Even in the midst of his teammates showering him with accolades, Hurts said he still has to earn the starting spot as the Birds quarterback.
“Everybody’s gotta go to work,” Hurts said. “For me, the rent is due every day. It’s always been that way for me. It’s always been a get-better mentality every day. Grow every day, be a better leader every day, be a better quarterback every day.”
Hurts said one of the things that he took away from his four starts last season for the Birds was that he has to play well and keep his mistakes to a minimum every time he steps on the field.
“Consistency is everything and not being a repeat offender,” Hurts said. “Those are two things that I think if you take away from those first four games I played in, I think those are things that I hold in high regard. Knowing that every play counts, every down counts. The football IQ you have in every situation of the football game, it all comes into hand.”
In those four games Hurts played in last season, he gave the offense energy. Even though he was a rookie, he won the respect of the team. In the Eagles’ 24-21 upset of the New Orleans Saints, Hurts came up huge, accounting for 274 of the Birds 413 yards of offense against a team that had the NFL’s no. 1 defense. He had 107 rushing and 167 yards passing while playing behind an injured offensive line.
“He (Hurts) played awesome,” said Eagles running back Miles Sanders, who gained 115 yards on 14 carries with one touchdown in that game last December. “The tape shows for itself. He’s so confident, he’s a natural leader. We just needed that. He gave us that spark that started from last week. Y’all seen it all, we played a whole four quarters today. We looked like a complete team. He did a helluva job.”
There’s a lot of reasons to be optimistic that Hurts has the mental toughness to handle the onslaught of scrutiny that he’s going to get from both fans and media.
During his college years at both Alabama and Oklahoma, Hurts was under the spotlight and demonstrated his ability to handle tough times. During his freshman season, Hurts led the Crimson Tide to the national championship 2016-2017 but lost to Clemson.
In his sophomore season, he led Alabama to the national championship game against Georgia but was benched at halftime in favor of eventual starter Tua Tagovailoa, who led Alabama to the win in overtime.
When Hurts lost his starting job to Tagovailoa, his teammates were wondering why he didn’t transfer immediately. But Hurts hung around and still played in all 13 games as a backup and led Alabama to a comeback win over Georgia in the Southeastern Conference championship game in 2018.
Hurts told the NFL Network’s Rich Eisen in 2020 his Alabama experience taught him how to deal with the ups and downs of life.
“You know the old artist Frankie Beverly. It’s the joy and pains of life and they always come.
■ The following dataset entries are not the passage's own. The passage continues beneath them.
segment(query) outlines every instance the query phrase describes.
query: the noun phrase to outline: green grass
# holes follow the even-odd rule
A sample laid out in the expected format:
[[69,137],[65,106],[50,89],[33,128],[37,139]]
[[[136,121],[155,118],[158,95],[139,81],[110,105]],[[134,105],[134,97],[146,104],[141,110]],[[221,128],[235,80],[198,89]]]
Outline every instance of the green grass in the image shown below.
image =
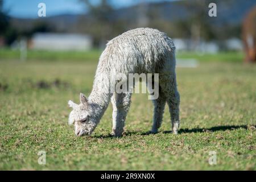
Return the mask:
[[[166,132],[167,106],[159,133],[144,134],[152,105],[146,94],[134,94],[124,136],[109,136],[110,105],[92,135],[78,138],[68,125],[67,101],[89,94],[96,66],[0,62],[0,169],[256,169],[255,65],[218,61],[177,68],[177,135]],[[38,163],[41,150],[46,165]],[[208,163],[210,151],[216,165]]]

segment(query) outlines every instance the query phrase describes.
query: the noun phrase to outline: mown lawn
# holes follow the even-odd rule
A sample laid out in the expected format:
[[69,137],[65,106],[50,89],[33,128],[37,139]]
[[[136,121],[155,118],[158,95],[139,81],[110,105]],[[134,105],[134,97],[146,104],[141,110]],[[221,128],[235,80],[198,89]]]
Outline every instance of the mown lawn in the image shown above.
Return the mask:
[[[78,138],[68,125],[67,101],[89,94],[96,66],[0,61],[0,169],[256,169],[256,65],[209,61],[177,68],[177,135],[168,132],[167,105],[160,132],[146,134],[152,105],[134,94],[124,136],[109,135],[110,104],[92,135]],[[38,163],[40,151],[46,165]],[[208,163],[212,151],[216,165]]]

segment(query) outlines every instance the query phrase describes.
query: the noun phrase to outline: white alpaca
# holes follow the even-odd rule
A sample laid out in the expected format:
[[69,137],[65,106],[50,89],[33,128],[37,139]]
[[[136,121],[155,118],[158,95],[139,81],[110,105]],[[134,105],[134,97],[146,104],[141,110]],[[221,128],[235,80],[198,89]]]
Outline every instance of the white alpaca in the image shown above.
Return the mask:
[[179,126],[180,97],[175,73],[175,47],[165,33],[156,29],[139,28],[128,31],[113,39],[100,57],[92,91],[88,98],[80,94],[80,104],[71,101],[73,108],[69,123],[75,125],[77,136],[90,134],[99,123],[109,101],[113,104],[113,132],[122,135],[131,102],[131,93],[112,93],[112,84],[116,84],[118,75],[159,73],[159,96],[153,100],[153,125],[155,133],[160,126],[164,106],[167,102],[172,131],[177,134]]

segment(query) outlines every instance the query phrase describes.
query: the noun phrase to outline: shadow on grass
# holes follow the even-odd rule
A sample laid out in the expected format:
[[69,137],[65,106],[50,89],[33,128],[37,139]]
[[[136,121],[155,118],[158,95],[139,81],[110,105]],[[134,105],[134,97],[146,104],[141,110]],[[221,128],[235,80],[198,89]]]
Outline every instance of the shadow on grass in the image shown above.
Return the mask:
[[[256,126],[251,126],[251,127],[253,127],[254,129],[256,127]],[[181,129],[179,130],[179,134],[182,134],[182,133],[212,133],[212,132],[215,132],[217,131],[226,131],[226,130],[236,130],[238,129],[247,129],[248,126],[246,125],[229,125],[229,126],[214,126],[210,128],[203,128],[203,129]],[[171,131],[160,131],[158,133],[172,133],[172,132]],[[157,133],[156,133],[157,134]],[[123,136],[131,136],[131,135],[154,135],[155,134],[152,133],[150,131],[144,132],[144,133],[141,133],[140,131],[125,131],[123,134]],[[115,138],[114,136],[112,136],[111,134],[108,134],[108,135],[96,135],[94,136],[93,137],[95,138]]]
[[[230,125],[230,126],[218,126],[212,127],[210,128],[205,129],[181,129],[179,130],[179,133],[207,133],[207,132],[214,132],[217,131],[226,131],[226,130],[233,130],[238,129],[247,129],[246,125]],[[164,131],[164,133],[171,133],[171,131]]]

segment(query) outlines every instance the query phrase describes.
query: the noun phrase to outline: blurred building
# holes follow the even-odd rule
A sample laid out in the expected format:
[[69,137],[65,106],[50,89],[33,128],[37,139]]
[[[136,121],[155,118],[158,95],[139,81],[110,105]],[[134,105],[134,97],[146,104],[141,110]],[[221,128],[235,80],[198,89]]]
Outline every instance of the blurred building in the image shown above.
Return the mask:
[[220,51],[242,51],[242,42],[236,38],[222,41],[206,42],[200,40],[196,45],[190,39],[173,39],[177,51],[196,51],[202,53],[216,53]]
[[38,33],[30,40],[30,48],[44,50],[88,50],[92,47],[89,35],[75,34]]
You have to expect those things and it’s how we respond,” Hurts said. “It taught me patience, and it also taught me to have a new profound appreciation for the game and what I do,” Hurts said. “Taking pride in everything. … It just took another step in growth. An appreciation for the game and appreciating every moment…is very important to me.”
After graduating from Alabama with a degree in communications and information sciences in 2019, Hurts transferred to Oklahoma for his final year of eligibility as a graduate transfer, learned a new system, won the starting job and led the Sooners to the College Playoff semifinal. That season, he threw 32 touchdown passes and ran for 20 and rallied Oklahoma 31-10 halftime deficit to a 34-31 win.
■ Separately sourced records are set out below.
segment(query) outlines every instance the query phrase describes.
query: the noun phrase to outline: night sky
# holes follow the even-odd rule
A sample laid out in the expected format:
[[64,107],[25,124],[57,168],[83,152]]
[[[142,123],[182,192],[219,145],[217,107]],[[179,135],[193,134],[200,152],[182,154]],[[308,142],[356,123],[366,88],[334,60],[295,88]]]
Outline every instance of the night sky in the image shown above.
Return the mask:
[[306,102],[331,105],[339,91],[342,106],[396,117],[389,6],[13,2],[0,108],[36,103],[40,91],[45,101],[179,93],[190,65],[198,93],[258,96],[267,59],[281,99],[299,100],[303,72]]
Hurts demonstrated his ability to overcome adversity and finished his collegiate career with a 38-4 record while leading two different teams to the college football playoffs.
While the pros are a different level and it still remains to be seen if Hurts can be a top-flight NFL quarterback, you have to like his chances with the grit and tenacity he displayed during his college days and what he has shown so far during his time with the Eagles.